In April this year the NWLDC Environmental Protection team was notified of earth-moving and work to trees taking place, which was against some of the conditions attached to the planning permission.

The enforcement team acted immediately to stop the work, but the Avant Homes was required to resubmit its application to vary some of the original conditions and allow them to remove some of the trees on the site.

The planning committee agreed that, as the principle of residential development had already been established, it was prepared to grant the permission. The development will be monitored closely to ensure that there are no further breaches of planning consent.

Joint venture signed for regeneration of Barnstaple building

Acorn Property Group and Wessex Investors have signed a joint venture for plans to redevelop the grade II listed Oliver Buildings in Barnstaple.

Alongside an adjacent new building, the proposals are set to create 29 one, two and three-bedroom apartments and two and three-bed duplexes. Over 13,500 square feet of commercial space will be provided on the ground floor.

The design review panel at North Devon Council has considered the development plans. A planning application is expected in the autumn.

Transport consulting firm in brand change

Transport consulting firm Steer Davies Gleave has announced it has changed its name to Steer.

The company said the move is designed to reflect its “expanding” international footprint and “growing” project portfolio into sectors outside of transport, including fuel, power and economic development.

Transport will remain at the core of the business.

Steer will remain independent, employee-owned and impartial, with no external shareholders, it said.

Spitalfields House renovation to go ahead

The City of London Corporation has granted approval for Seaforth Land’s plans to renovated Spitalfield House in London E1.

Working with ODOS Architects and Groupwork + Amin Taha, Seaforth Land aims to renovate and reposition the 47,555 square feet building by improving the common areas, building services and the overall tenant experience in the property.

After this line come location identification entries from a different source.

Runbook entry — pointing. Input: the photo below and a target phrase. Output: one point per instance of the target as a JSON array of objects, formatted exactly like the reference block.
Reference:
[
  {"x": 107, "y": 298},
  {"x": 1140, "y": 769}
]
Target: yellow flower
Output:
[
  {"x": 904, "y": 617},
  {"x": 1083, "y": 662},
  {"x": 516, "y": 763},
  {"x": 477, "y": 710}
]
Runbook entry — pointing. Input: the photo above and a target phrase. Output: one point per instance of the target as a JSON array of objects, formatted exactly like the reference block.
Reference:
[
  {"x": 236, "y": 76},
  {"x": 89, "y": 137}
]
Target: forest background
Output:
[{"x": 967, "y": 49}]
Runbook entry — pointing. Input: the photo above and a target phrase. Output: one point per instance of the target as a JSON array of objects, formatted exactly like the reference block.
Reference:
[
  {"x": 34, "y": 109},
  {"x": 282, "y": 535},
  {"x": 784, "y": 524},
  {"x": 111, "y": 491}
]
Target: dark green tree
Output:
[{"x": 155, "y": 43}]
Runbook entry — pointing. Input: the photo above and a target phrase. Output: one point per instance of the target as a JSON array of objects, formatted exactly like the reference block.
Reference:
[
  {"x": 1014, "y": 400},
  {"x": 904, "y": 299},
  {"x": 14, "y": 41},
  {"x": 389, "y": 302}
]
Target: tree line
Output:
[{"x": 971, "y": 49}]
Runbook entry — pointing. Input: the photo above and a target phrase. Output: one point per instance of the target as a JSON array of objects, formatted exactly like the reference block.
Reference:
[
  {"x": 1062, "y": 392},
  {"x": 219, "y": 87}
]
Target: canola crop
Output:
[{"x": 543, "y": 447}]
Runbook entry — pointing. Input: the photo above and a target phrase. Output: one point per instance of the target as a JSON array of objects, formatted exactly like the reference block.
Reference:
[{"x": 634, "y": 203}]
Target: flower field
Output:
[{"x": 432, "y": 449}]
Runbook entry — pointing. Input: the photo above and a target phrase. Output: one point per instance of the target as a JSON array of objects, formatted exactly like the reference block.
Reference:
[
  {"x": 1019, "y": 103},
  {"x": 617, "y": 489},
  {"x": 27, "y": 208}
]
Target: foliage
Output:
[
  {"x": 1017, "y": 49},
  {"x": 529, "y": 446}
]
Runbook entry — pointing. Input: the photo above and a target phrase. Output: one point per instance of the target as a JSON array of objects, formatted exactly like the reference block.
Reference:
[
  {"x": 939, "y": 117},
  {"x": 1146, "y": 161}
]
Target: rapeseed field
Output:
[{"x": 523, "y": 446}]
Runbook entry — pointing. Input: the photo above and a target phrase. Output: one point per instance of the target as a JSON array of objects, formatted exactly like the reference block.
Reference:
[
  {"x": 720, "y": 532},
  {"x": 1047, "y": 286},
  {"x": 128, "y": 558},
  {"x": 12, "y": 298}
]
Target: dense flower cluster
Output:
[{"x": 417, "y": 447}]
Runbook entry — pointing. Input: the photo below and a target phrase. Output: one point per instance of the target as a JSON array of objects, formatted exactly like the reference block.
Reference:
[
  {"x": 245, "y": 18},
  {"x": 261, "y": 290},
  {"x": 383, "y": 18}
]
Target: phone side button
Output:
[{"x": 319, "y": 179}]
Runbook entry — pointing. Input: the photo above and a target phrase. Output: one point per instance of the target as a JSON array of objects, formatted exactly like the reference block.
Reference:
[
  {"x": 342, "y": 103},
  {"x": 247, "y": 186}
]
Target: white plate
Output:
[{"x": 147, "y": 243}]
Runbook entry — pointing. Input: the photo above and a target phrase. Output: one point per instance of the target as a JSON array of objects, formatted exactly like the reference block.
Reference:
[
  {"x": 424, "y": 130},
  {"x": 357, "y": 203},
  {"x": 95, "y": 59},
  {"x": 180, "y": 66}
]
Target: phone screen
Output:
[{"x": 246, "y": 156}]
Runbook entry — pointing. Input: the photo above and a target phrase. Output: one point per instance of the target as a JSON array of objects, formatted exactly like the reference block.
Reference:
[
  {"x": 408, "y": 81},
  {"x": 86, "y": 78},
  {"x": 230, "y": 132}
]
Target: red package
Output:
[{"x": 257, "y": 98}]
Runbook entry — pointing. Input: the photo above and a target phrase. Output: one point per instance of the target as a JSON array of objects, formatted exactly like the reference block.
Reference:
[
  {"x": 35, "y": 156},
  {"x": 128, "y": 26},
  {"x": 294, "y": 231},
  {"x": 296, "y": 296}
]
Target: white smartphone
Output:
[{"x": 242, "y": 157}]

Spitalfields House was built in 1992 and provides five upper floors of office space along with a combination of retail and office space on the ground and lower-ground floors.

Visitors and employees working in the building will benefit from new retail, reception and café spaces at ground level.

The office spaces and roof terraces will also be renovated, and new basement bicycle storage and shower and locker facilities will be provided. The building exterior will also be refurbished.

Croydon homes approved

The London Borough of Croydon Council has granted planning permission for bptw partnership’s design for a 26-storey residential building on Wellesley Road.

Cambridge House is a scheme for Notting Hill Genesis. Plans include 92 one, two and three-bedroom apartments, of which 45 per cent will be for shared ownership.

Henry Construction has recently been appointed as contractor to deliver the scheme.